Across the Channel, Louis XIV, below, is credited with introducing pensions for naval officers, master mariners and administrators in 1673 - a version of a modern occupational pension, boosted by sales of the spoils of war.
Teachers had to wait longer. In 1846, the Committee of Council for Education introduced some provision for pensions to make retirement easier.
These were not laid down in law, just in the minutes of the committee's meetings. Subsequently, they were incorporated in the Code of Regulations for Public Elementary Schools, but the rules were so vague that the committee had almost total control over who got what.
During the 1890s, the Government began to think more seriously about teachers' pensions. In 1898, the Elementary School Teachers (Superannuation) Act was passed. This provided a pension at age 65, calculated at a fixed rate for each year of service, and an annuity payable from that age (purchased by annual contributions and awarded unconditionally).
By 1918, teachers were doing nicely. Their scheme was non-contributory, though they did need to work for 30 years to qualify, but in 1919, the first Burnham Committee raised and regularised teachers' wages. It also increased the cost of pensions.
In the post-war financial crisis, drastic economies were urged with the result that, by August 1922, teachers were setting aside 5 per cent of their salaries every year for their retirement. (Employees of the Co-op group have been luckier. The group preserved its non-contributory pensions until last year when a pound;140 million hole in its finances forced the end of the scheme.) Soon after 1922, the teachers' employers came under pressure to also pay up. By 1928, they were donating 5 per cent and both sets of contributions were invested in a "fund". But not a real fund.

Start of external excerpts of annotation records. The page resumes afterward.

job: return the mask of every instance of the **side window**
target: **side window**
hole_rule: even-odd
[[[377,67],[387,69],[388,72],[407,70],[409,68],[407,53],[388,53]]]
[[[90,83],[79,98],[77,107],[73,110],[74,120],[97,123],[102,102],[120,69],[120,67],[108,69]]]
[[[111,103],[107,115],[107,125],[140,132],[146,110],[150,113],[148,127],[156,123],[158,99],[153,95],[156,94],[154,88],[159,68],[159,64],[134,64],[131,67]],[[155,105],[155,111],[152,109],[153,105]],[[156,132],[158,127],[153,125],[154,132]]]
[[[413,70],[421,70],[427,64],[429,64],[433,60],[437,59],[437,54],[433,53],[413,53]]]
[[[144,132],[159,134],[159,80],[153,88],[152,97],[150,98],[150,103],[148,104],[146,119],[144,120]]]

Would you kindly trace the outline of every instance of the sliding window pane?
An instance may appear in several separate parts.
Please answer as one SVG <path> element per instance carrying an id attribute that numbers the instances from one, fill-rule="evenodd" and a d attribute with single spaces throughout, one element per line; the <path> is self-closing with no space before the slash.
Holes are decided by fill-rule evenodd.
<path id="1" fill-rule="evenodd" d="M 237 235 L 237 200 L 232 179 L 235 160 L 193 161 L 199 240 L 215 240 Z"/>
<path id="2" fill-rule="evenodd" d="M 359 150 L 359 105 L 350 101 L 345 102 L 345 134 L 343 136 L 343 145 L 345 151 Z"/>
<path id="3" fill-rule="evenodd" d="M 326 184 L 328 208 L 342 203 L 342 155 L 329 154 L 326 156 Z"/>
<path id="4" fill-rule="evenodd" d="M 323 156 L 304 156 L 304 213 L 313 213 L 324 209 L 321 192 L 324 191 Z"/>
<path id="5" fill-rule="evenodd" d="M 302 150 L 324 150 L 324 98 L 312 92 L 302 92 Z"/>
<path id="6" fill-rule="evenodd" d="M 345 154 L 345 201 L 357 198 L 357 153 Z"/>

The Government, in 1925, had decided not to invest contributions, but to spend them, while keeping track of all that was paid in and paid out. The Treasury argued that the size of its financial transactions meant that it could proceed in this pay-as-you-go manner. It pointed out that future generations would not have the burden of war debts, and that, thanks to a government guarantee, the teachers' pension rights were as safe as if their contributions were actually invested.
As an extra safeguard, actuaries were asked to check up on the "fund" every seven years to ensure that enough, but not too much, money was being paid in.
The Teachers' Pensions Scheme has grown considerably since then. It is the second largest public-sector scheme in England and Wales with 1.4 million members. In the year 20045 it will pay out pound;4.7 billion. And the scheme has been improved as the years have gone by. Qualifying periods for retirement benefits have been greatly reduced; a teacher currently needs to have completed only two years in order to qualify for a tax-free retirement lump sum and an annual index-linked pension.
The statutory provisions are constantly under review to ensure that the scheme follows common practice among the other major public-sector schemes.
And teachers and employers are welcome to suggest improvements.